Cap Go Meh
In front of the central tempel lies 12 huge dragons motionsless on the ground. All are they blind folded. A high priest dressed in a yellow rope walks around the resting dragons and then stops in front of one of them. He focus, falls into trance and recieve at “message” then he leans forward and write a Chinese sign in the mouth of the dragon.
The place is the town Singkawang in Kalimantan, the Indonesian part of Borneo and the year is 2570 according to the Chinese calendar, the year of the Pick. Cap Go Meh is a 4 days long festival which marks the end of Chinese New Year and on the last day it culminates with a several kilometers long procession. The next 4 days the town will be full of incense, dancing dragons, lion dancers and holy men visiting the 1000 small and big tempels in Singkawang.

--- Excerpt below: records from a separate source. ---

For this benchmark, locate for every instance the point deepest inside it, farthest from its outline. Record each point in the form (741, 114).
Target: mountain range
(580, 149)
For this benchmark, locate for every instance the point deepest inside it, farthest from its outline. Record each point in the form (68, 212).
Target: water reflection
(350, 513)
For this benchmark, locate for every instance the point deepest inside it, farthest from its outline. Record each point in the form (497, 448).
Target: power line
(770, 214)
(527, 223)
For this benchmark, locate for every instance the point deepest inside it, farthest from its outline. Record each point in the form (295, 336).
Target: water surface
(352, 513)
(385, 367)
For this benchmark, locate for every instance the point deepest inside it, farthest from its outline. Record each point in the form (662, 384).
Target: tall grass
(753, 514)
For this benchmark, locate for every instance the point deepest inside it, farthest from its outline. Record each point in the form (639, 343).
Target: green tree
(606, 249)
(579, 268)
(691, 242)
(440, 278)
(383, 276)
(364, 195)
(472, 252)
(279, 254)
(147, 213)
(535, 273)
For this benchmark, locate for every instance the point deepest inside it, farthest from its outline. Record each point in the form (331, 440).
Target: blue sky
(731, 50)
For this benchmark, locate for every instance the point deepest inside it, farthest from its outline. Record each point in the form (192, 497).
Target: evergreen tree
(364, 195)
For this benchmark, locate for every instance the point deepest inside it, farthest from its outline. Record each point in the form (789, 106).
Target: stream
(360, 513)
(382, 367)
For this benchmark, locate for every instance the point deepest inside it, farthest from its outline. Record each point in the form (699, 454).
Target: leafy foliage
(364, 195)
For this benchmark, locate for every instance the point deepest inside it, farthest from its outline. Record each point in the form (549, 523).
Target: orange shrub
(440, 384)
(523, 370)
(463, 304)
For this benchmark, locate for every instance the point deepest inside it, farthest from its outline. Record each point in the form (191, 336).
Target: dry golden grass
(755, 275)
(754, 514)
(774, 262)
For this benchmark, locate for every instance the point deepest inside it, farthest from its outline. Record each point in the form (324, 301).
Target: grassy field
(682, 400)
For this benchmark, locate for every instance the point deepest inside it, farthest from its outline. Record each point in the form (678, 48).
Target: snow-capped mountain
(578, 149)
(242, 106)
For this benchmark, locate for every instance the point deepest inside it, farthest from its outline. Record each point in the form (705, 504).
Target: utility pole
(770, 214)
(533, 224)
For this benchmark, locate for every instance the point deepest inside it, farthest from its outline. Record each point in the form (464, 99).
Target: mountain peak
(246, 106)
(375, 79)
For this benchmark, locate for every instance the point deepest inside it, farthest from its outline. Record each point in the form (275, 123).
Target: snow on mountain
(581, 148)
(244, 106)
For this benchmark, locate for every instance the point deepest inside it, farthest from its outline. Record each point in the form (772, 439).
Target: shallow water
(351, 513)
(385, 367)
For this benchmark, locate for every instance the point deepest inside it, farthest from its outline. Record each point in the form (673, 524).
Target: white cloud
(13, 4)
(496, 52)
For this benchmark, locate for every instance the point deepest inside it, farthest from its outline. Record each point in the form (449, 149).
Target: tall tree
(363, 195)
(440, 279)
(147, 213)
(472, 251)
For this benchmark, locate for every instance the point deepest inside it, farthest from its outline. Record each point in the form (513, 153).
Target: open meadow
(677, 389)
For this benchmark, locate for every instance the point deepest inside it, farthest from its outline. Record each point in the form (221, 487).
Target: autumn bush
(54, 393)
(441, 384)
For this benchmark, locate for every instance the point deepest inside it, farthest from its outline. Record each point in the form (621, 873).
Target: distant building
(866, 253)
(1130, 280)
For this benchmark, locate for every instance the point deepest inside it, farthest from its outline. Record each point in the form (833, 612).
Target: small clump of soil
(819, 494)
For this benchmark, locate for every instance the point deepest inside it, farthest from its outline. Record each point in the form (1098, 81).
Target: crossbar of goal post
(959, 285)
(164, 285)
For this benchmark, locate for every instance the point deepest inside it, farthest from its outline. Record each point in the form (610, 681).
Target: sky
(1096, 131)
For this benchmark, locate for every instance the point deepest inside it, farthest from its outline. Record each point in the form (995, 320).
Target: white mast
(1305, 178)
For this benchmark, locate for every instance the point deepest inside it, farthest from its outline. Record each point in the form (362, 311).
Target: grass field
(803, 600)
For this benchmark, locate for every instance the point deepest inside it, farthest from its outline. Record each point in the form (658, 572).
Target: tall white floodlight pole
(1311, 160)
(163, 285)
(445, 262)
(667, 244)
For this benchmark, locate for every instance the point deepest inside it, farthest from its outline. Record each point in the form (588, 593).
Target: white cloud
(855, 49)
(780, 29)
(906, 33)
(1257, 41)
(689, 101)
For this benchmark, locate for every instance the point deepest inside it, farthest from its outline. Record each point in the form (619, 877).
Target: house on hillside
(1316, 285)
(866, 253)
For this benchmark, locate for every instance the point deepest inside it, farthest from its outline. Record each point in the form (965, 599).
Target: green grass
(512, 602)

What makes Cap Go Meh so special in Singkawang is not only that it is celebrated in a very old way but especially because of the several hundred Tatungs. A Tatung is a holy person who are capable of being possessed by spirits - some say it is God. When possessed they achieves different abilities. Some speak in tongues, some cut themselfs with machetes without getting wounded others again inflicts pain on themself by being pierced with different objects. Those inflicting pain on themselves do it as a purification process not only for themselves but for the whole community. It is not only people of a Chinese origin that become Tatungs but also among the native people of Borneo, the Dayaks, you find Tatungs. The former head hunters adorns themselves with skulls, not from humans, but from monkeys and with their hefty tattoos they make an already bizarre and incomprehensible sight even more colorfull. When the spirit leaves the Tatung, as fast as it possessed him, he falls to the ground. Sometimes it takes a while to bring him back to consciousness.